The objective of this work is to investigate the wave propagation characteristics of circular cylindrical shells made of three-dimensional graphene aerogel (3D-GA). Different distributions of 3D-GA inside the shells are taken into account. The first-order shear deformation (FSD) shell theory is utilized to model the present shells. Hamilton’s principle is employed to drive the equations of motion, which governs the wave propagation behavior of 3D-GA cylindrical shells.
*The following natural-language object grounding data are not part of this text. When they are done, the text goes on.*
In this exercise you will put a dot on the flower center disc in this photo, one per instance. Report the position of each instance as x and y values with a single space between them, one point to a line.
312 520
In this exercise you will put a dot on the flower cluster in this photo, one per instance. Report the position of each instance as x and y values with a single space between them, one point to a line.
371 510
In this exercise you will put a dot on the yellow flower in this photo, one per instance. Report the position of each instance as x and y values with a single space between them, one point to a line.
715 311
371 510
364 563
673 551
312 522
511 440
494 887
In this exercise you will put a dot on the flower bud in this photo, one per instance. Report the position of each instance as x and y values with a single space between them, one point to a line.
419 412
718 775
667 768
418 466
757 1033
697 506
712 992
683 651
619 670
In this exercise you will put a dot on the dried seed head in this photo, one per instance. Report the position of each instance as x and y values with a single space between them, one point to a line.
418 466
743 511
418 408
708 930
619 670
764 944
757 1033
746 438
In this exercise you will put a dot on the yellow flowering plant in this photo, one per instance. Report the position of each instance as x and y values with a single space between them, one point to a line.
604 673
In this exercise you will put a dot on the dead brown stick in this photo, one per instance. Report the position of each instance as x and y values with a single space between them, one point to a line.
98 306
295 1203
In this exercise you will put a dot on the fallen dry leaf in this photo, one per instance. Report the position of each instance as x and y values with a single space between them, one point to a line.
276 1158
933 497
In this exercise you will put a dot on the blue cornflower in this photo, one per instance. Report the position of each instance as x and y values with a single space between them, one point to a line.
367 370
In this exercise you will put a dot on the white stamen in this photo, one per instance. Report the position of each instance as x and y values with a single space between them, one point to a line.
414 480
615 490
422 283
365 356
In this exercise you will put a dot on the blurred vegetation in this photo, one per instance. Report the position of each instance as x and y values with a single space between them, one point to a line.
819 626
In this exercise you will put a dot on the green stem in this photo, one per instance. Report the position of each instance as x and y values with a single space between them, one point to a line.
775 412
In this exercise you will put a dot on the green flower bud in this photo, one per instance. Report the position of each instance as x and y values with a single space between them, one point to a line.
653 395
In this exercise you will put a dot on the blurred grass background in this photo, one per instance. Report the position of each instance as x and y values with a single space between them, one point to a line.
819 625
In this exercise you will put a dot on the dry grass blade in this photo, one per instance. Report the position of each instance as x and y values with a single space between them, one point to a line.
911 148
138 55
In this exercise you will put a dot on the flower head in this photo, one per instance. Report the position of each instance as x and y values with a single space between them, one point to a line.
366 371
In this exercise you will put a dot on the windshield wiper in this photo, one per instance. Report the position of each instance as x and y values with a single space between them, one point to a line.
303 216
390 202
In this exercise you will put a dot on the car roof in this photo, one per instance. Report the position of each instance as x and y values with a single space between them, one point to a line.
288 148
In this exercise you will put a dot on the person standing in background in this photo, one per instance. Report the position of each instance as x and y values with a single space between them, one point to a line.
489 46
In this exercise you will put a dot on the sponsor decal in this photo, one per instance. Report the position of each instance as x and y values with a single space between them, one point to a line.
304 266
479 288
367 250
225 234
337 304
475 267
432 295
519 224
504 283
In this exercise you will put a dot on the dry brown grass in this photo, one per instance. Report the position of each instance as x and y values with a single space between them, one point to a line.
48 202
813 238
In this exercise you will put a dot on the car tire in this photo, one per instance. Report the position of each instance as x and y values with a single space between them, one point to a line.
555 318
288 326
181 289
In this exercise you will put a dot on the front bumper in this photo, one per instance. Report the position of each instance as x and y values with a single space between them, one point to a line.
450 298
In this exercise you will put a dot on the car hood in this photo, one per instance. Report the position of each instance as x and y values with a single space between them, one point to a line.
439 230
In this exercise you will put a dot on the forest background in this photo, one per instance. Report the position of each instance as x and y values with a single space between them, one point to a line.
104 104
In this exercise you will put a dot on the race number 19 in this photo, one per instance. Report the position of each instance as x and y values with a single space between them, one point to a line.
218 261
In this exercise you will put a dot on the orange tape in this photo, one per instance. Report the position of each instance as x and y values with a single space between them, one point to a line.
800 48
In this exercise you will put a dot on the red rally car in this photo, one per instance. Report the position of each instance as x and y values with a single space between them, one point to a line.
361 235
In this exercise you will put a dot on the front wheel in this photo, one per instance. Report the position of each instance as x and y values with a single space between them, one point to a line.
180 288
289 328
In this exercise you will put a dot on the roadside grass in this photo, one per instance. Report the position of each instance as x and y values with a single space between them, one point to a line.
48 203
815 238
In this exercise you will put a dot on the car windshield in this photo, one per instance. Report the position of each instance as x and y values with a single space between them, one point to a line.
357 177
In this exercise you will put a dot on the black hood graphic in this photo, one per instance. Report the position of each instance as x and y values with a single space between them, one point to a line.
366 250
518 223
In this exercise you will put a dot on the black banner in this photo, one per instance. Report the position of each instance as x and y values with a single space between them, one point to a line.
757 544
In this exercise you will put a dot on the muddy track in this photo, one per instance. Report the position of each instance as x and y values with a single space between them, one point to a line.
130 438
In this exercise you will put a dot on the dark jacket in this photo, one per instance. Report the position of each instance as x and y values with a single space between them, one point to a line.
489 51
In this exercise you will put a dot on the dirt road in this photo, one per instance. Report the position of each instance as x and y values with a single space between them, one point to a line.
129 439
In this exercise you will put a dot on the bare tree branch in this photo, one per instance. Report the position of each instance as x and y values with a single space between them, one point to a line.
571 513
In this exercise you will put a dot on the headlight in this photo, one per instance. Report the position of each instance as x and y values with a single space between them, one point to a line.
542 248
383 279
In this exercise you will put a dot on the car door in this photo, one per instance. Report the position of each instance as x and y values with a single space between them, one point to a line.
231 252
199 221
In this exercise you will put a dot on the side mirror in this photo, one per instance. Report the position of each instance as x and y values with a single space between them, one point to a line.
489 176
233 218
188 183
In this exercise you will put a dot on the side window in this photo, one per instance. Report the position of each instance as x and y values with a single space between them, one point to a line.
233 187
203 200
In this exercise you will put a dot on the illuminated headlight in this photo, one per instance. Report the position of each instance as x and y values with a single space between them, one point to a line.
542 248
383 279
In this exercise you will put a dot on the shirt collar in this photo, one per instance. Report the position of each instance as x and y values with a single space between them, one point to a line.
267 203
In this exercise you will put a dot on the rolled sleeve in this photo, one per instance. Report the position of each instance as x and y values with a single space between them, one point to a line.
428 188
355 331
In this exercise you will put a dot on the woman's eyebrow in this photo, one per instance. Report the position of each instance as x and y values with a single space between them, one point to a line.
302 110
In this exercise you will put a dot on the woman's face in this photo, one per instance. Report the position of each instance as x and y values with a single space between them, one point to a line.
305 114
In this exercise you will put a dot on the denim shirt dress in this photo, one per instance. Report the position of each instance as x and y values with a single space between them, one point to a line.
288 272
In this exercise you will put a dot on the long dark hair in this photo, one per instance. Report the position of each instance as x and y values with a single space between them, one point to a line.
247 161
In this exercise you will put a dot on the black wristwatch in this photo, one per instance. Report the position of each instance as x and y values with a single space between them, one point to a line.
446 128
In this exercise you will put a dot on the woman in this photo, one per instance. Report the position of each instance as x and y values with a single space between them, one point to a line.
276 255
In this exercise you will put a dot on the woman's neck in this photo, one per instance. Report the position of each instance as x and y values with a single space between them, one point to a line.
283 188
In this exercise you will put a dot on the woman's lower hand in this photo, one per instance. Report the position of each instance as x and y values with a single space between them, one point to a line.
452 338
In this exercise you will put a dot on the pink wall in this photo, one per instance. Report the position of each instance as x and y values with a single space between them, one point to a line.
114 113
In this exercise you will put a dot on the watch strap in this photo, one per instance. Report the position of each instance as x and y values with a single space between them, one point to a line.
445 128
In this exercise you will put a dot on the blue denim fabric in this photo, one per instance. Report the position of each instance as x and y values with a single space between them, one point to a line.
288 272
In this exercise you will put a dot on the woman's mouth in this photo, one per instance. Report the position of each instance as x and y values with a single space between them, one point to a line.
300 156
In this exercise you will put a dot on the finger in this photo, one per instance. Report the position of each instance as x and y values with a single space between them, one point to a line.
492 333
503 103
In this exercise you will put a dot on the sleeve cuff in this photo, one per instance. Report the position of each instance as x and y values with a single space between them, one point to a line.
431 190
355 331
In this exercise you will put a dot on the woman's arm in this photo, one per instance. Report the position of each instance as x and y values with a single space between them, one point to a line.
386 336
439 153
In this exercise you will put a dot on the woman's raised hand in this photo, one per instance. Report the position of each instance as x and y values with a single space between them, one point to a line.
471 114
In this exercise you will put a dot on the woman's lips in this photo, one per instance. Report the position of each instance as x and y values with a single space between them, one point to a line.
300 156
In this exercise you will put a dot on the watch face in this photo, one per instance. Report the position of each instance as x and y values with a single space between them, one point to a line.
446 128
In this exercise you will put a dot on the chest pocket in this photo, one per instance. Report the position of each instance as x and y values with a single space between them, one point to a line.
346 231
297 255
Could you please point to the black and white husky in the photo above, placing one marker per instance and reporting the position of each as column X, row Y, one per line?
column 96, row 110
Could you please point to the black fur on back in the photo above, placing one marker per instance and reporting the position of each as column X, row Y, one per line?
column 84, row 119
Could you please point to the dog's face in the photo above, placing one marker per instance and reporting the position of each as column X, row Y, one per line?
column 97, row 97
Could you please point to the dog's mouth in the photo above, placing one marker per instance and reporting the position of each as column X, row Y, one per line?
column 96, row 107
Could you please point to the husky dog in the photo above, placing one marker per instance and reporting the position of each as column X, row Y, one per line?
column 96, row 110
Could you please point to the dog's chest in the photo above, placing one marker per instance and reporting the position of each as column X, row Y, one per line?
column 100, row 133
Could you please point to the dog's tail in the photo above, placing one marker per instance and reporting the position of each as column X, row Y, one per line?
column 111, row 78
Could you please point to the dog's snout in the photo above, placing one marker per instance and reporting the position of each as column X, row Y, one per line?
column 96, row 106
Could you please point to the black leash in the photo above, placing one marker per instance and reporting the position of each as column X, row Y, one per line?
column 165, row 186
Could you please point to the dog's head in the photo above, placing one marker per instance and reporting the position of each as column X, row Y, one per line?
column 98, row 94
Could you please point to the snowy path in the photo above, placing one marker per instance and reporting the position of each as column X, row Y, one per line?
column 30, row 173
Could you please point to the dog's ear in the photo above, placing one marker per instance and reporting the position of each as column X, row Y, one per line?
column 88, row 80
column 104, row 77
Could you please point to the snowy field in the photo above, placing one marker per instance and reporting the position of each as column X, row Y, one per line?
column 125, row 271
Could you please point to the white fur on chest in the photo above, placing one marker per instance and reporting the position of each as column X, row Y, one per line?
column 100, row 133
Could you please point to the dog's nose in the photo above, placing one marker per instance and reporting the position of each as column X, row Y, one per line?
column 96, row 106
The analytical wave dispersion relations with longitudinal and circumferential wave numbers are obtained. In addition, detailed parametric studies are conducted to emphasize the influences of the porosity distribution, the porosity coefficient, the radius-to-thickness ratio, the applied forces and the elastic foundation on wave propagation characteristics of 3D-GA cylindrical shells.

这项工作的目的是研究由三维石墨烯气凝胶（3D-GA）制成的圆柱壳的波传播特性。考虑了壳内3D-GA的不同分布。一阶剪切变形（FSD）壳理论用于对当前壳进行建模。采用汉密尔顿原理来驱动运动方程，该运动方程控制3D-GA圆柱壳的波传播行为。得到了具有纵向波和圆周波数的解析波色散关系。此外，进行了详细的参数研究，以强调孔隙率分布，孔隙率系数，半径-厚度比，作用力和弹性基础对3D-GA圆柱壳的波传播特性的影响。